Tech giant Yahoo is doing everything it can to gain an edge in the machine learning market, including releasing what it said is the “largest-ever machine learning data set.” The coveted info is going to the academic research community.
Yahoo’s said its goal is to advance the field of large-scale machine learning and recommender systems. The company also wants to help bring more equality between the academic and industrial research communities.
“Many academic researchers and data scientists don’t have access to truly large-scale datasets because it is traditionally a privilege reserved for large companies,” said Suju Rajan, director of research at Yahoo Labs (pictured), in a statement. “We are releasing this dataset for independent researchers because we value open and collaborative relationships with our academic colleagues, and are always looking to advance the state-of-the-art in machine learning and recommender systems.”
20 Million Users Involved
What exactly is Yahoo handling over? A collection based on a sample of anonymized user interactions on Yahoo properties, including the Yahoo News Feed dataset, the Yahoo home page, Yahoo Finance, Yahoo Sports, Yahoo Real Estate and Yahoo Movies.

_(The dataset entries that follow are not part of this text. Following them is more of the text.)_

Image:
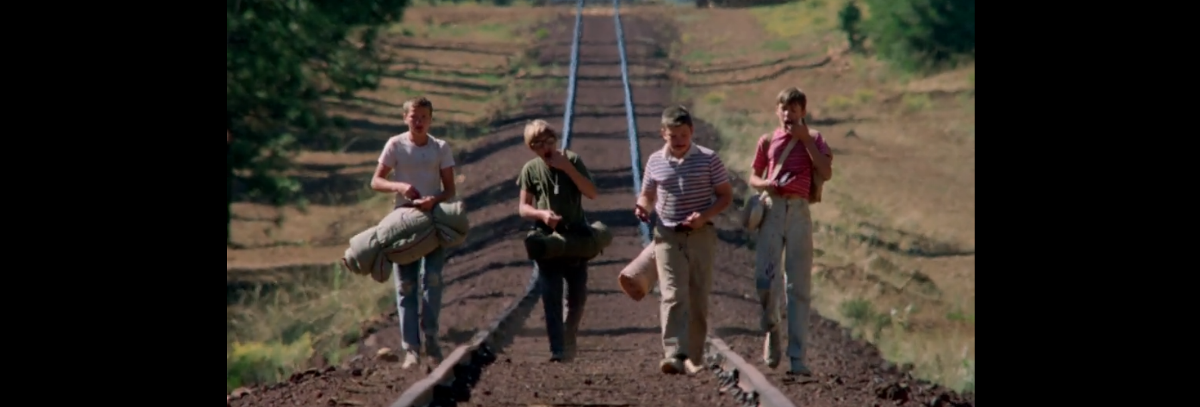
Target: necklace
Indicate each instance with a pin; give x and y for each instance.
(555, 181)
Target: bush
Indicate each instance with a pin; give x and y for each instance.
(918, 35)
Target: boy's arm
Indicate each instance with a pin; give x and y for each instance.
(582, 178)
(760, 166)
(448, 186)
(379, 180)
(649, 190)
(821, 155)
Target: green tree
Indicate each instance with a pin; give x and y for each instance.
(849, 17)
(283, 58)
(922, 34)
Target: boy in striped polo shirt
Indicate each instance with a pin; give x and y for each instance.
(787, 225)
(688, 186)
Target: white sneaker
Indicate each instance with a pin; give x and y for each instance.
(411, 359)
(771, 353)
(671, 365)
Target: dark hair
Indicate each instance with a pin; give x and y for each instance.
(793, 96)
(676, 115)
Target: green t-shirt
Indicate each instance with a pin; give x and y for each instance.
(538, 179)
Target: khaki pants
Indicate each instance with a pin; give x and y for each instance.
(685, 279)
(787, 228)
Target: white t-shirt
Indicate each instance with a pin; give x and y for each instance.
(417, 165)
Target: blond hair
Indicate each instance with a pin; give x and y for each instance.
(415, 102)
(537, 130)
(792, 96)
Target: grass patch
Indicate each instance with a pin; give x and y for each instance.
(277, 321)
(916, 102)
(700, 57)
(778, 46)
(273, 330)
(901, 181)
(799, 18)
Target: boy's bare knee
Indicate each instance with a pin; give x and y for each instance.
(433, 280)
(408, 287)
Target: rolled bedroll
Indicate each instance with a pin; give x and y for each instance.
(589, 244)
(403, 237)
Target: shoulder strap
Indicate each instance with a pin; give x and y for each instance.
(783, 157)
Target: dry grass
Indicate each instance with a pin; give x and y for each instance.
(287, 306)
(901, 204)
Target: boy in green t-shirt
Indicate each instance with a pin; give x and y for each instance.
(552, 186)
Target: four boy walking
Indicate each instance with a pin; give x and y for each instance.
(684, 184)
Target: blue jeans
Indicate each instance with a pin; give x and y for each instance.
(551, 275)
(429, 271)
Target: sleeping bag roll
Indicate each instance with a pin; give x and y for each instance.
(587, 243)
(403, 237)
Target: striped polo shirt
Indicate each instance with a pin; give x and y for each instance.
(683, 185)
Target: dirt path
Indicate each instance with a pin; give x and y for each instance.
(619, 342)
(619, 345)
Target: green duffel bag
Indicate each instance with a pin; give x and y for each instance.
(587, 244)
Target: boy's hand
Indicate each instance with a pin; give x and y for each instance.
(551, 219)
(802, 133)
(557, 160)
(781, 181)
(424, 203)
(642, 214)
(408, 191)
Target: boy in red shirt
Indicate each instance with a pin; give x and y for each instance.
(787, 225)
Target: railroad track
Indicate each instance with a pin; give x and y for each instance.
(617, 361)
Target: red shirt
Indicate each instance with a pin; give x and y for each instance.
(798, 162)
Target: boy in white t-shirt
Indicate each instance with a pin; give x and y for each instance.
(421, 175)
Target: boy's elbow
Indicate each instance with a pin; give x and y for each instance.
(378, 184)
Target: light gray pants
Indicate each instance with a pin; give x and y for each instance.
(685, 279)
(429, 273)
(786, 229)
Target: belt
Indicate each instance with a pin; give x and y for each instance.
(564, 228)
(789, 196)
(687, 228)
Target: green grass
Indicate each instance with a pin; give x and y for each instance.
(798, 19)
(273, 331)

All told, the dataset contains 13.5 TB of uncompressed information connected to how users relate to and interact with these Yahoo properties. The dataset covers 110 billion events and includes the interactions of about 20 million users from February 2015 to May 2015.
Categorized information, including age range, general geographic data and gender, is included in the dataset for a subset of anonymized users. The title, key-phrases of news articles, and summaries are also included in the data dump. User interaction data is timestamped and even shows what device was used to browse the sites.

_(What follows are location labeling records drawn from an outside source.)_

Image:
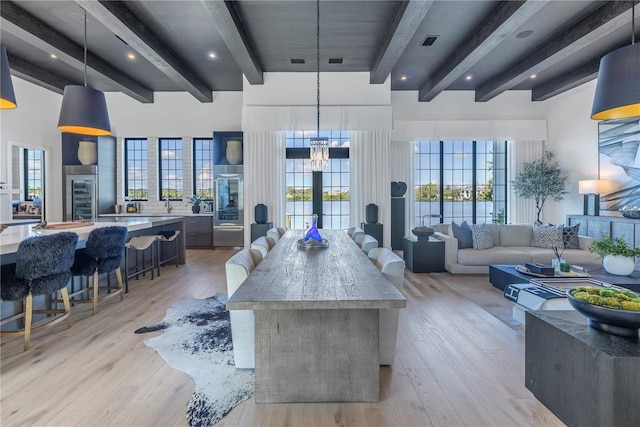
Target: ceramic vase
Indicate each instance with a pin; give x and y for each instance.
(618, 265)
(234, 152)
(87, 152)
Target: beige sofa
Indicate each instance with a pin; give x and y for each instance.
(511, 245)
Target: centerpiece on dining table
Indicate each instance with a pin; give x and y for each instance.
(313, 239)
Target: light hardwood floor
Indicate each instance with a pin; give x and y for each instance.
(456, 364)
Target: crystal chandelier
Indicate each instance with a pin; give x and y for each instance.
(319, 154)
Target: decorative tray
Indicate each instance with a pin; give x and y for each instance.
(576, 271)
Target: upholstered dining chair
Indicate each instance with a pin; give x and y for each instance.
(102, 254)
(392, 266)
(263, 244)
(237, 269)
(43, 267)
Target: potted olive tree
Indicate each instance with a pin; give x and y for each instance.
(539, 180)
(617, 256)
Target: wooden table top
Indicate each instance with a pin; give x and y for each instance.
(338, 277)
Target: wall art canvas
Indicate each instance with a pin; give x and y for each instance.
(619, 162)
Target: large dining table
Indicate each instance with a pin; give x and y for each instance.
(316, 321)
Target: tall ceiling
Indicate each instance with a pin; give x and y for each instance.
(546, 46)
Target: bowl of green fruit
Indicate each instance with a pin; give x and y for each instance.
(611, 309)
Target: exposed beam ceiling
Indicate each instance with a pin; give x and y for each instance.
(234, 35)
(505, 19)
(32, 73)
(20, 23)
(596, 25)
(117, 17)
(404, 25)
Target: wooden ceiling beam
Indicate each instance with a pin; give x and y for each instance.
(21, 24)
(506, 18)
(36, 75)
(406, 21)
(119, 19)
(604, 20)
(232, 31)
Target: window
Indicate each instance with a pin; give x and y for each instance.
(170, 168)
(203, 167)
(325, 193)
(460, 180)
(136, 183)
(33, 173)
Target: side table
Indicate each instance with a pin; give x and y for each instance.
(259, 230)
(374, 230)
(423, 256)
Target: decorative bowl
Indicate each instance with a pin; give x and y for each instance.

“Academic researchers everywhere will finally have access to realistic scale data to study how to automatically discover which news articles are of interest to which users, and will be able to compare their methods using this as a shared test case,” said Tom Mitchell, machine learning department chair, Carnegie Mellon University, in a statement. “Here at CMU we’ll certainly be using it for our research.”
Yahoo’s Big Move
We caught up with Charles King, principal analyst at Pund-IT, to get his thoughts on Yahoo’s big machine learning move. In a way, this qualifies as a self-promotional event on Yahoo’s part that positions the company as a player in the rapidly growing area of machine learning, he told us. The company’s ongoing business troubles sometime mask its history of developing innovative, often market-leading technologies, and this effort could and should help counteract that misperception, he said.

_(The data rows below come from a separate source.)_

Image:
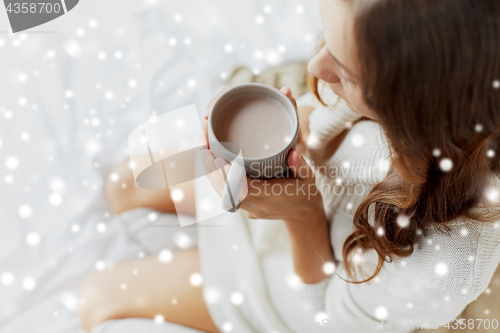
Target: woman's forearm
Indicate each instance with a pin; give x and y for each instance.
(311, 248)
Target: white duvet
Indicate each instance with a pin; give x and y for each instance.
(71, 92)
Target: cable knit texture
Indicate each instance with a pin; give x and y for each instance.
(253, 257)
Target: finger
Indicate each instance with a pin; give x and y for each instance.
(212, 101)
(204, 132)
(224, 166)
(298, 165)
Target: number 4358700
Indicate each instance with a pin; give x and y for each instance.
(32, 7)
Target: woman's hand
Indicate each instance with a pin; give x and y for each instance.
(293, 199)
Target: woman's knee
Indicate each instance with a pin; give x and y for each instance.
(95, 306)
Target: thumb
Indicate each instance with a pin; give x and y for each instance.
(298, 165)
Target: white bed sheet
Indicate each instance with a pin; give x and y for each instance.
(71, 92)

“In essence, by making this huge dataset charting anonymized user interactions with Yahoo properties available to academic researchers, the company is helping to advance machine learning efforts among users who seldom, if ever, have access to such a profusion of data,” King said.
In the vast majority of instances, companies collecting datasets of this sort retain them for their own private uses, King noted. As a result, data scientists at universities and associated research labs are forced to make due with much smaller data samples.
“Yahoo’s effort should help to advance machine learning, particularly at the university level. Its effects on business organizations is hard to parse though. Over time, many of the innovations that universities develop do find their way into the commercial market,” King said. “Given the size and richness of the dataset Yahoo is releasing, it could very well support and inspire research that will eventually benefit businesses.”